Most owners tend to use a hybrid of the two methods, but this leaves them with several problems.
After all, should you really be putting your own money into a business idea?
Not everyone has enough money to put down on their own business idea, no matter how many side jobs they have or how much they save. That doesn’t mean they should jump into bed with the first, second, or even third investor that comes along. It may be worthwhile to first start as small possible when trying to finance their companies.
There are, however, several pros and cons to investing your own money in your own company. Below are a few reasons why you should and shouldn’t invest in yourself.
Pro: No outside risk
The glaring benefit to financing a company yourself is not having to worry about someone else’s money. This allows you to make a range of financial decisions as well as pocket more of the profit without the need of interest or shares. It also alleviates unwanted stress and uncomfortable meetings at the end of the month when you’re unable to pay back a portion of the loan.
By using your own money, whether it be from savings, an overdraft, or a credit card facility, you are fully responsible for the financials of the company. Even though you may be dealing with credit card interest, it’s not the same as having the pressure of managing money from friends, family, investors, or the bank.
Pro: You have complete control
The largest benefit to using your own money and not someone else’s is the freedom to run the company however you see fit. You won’t be held accountable to anyone else if the business doesn’t turn a profit or doesn’t reach its target for the month, and there are no shareholders to keep happy, either.
This allows entrepreneurs to find their own way, even if they’re new to a specific industry. It’s a great learning tool, but it can come at a high cost if something goes wrong.
On the other hand, this can be looked at as a negative as well. As ideal as it is to have your own business, sometimes you need help and outside input. If it’s just you and you alone running the company, there’s a chance you’ll become burned out and even make the wrong decisions if there’s no one else to consult with.
Con: Your money is at risk
If your company closes down, you could lose everything. It doesn’t matter whether it’s money from a savings account or a retirement fund that you’ve cashed in – that money is important to you.

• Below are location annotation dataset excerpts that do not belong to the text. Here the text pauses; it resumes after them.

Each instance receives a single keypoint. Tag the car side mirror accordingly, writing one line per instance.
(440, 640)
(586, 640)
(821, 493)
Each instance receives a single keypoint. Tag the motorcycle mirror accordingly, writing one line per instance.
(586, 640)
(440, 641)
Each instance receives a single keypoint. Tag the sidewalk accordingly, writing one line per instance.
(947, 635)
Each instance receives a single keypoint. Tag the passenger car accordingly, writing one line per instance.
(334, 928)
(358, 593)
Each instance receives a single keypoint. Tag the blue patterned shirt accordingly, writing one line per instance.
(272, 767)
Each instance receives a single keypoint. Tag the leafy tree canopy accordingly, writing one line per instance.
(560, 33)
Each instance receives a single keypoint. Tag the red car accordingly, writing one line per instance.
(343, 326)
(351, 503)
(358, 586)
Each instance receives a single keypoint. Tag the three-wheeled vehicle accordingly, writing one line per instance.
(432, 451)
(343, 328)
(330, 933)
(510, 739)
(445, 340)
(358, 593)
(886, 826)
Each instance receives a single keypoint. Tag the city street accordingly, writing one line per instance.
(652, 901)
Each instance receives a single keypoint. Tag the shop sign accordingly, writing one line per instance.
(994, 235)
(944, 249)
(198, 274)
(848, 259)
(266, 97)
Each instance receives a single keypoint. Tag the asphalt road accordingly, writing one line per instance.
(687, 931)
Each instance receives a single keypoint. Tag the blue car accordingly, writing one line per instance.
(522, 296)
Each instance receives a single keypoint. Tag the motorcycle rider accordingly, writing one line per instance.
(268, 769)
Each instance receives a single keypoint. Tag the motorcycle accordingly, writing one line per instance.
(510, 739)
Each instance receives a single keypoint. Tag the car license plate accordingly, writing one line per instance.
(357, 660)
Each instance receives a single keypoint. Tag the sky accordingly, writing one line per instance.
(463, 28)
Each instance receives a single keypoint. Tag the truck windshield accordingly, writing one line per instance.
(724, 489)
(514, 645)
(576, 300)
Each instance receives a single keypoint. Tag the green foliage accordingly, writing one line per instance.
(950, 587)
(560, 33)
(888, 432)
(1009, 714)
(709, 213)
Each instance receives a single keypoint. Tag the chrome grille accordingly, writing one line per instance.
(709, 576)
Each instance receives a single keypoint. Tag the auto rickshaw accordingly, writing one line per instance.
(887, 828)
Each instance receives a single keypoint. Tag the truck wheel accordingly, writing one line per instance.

There is a chance that you could lose not only a large amount of money but everything you own as well. The decision to bootstrap your company is not an easy one to make. In fact, it may just be easier to speak to the bank manager about getting that R5 million loan, or even look into corporate finance. Another option is to look at pitching competitions or Angel investors as these come with fewer strings attached, though you may have to give up some equity instead of interest.
Con: Slow growth
And, finally, there is the downside of slow financial and business growth. By injecting your own money into the company, you may not have enough to get things off the ground. This will stop you from being able to offer the full product or service you intend you sell. Not to mention that no one person can run a single company – you need staff, equipment, and marketing, which all cost a lot of money.
By looking for outside finance, you will often be able to tap into the bank or investor’s knowledge when it comes to business. They will help and mentor you in order to accelerate your startup and expand as much as possible.